HHC’s Financial Plan for fiscal year 2008 anticipates $5.4 billion in expenditures and $5 billion in baseline revenues. Therefore, the Corporation is facing an above-the-line gap of more than $430 million in Fiscal Year 2008.

To address this gap, we must not only work with the City to identify sources of funds needed, but also:

  • Make sure we get paid for all of the care we provide. Consequently, our facilities will continue to focus on maximizing legitimate third party payor collections;
  • Continue to implement programs to improve supply chain efficiency for pharmaceutical and medical/surgical procedures;
  • Improve linkages to community doctors, health centers and other non-HHC providers;
  • Increase patient volume;
  • Settle outstanding retroactive rate appeals;
  • Continue to reduce malpractice costs;
  • Further regionalize services within HHC; and
  • Seek new revenue and expense reduction opportunities.
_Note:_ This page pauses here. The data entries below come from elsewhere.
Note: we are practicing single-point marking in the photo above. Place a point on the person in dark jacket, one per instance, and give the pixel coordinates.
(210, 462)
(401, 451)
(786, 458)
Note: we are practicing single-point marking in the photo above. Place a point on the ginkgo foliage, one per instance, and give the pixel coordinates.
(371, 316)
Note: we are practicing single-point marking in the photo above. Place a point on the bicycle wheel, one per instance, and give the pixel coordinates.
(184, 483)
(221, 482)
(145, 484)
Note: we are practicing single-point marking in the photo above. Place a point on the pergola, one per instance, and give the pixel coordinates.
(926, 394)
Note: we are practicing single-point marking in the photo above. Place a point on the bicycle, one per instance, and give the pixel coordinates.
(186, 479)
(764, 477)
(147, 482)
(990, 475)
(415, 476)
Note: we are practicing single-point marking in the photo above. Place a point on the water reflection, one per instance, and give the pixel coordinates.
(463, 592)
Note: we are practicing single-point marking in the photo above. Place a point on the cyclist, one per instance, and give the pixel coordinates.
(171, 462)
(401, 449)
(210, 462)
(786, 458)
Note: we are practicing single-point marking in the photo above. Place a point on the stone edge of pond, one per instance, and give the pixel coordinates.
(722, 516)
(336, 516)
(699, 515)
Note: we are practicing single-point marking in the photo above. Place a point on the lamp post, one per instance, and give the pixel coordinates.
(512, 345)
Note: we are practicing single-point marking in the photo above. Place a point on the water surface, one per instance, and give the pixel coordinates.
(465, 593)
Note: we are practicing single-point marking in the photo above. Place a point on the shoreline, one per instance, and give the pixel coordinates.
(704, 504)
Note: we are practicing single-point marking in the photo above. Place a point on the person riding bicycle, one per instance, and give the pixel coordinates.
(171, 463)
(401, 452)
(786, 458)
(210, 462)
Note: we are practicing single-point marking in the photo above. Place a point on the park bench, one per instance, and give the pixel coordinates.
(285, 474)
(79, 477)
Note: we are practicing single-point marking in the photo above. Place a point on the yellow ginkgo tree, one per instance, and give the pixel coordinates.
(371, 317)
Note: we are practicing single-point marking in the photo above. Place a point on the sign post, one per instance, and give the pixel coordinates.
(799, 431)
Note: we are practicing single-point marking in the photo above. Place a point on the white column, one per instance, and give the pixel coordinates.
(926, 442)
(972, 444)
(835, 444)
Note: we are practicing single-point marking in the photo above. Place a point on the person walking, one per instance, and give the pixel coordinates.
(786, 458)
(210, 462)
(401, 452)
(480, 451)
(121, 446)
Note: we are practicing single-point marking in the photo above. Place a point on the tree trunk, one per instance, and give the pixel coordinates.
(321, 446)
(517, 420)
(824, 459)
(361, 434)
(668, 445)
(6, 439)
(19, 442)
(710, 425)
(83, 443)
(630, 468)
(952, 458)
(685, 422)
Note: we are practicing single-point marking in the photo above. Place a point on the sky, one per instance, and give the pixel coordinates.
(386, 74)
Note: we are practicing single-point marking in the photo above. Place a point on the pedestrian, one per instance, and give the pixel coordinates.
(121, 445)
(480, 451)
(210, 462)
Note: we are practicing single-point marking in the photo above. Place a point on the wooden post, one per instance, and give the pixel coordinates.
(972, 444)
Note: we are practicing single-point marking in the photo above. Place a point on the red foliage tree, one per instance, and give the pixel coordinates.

I also look forward to working with the Council to overcome these challenges, and to continue moving aggressively toward the safe, efficient, effective and patient-centered health care delivery system that our patients and New York City’s communities need and deserve. I hope you share my pride in what has been accomplished by the hard-working and dedicated women and men who work in New York’s public hospital system and my confidence in the achievements still to come.

This concludes my written testimony. I now look forward to listening to your comments and answering your questions.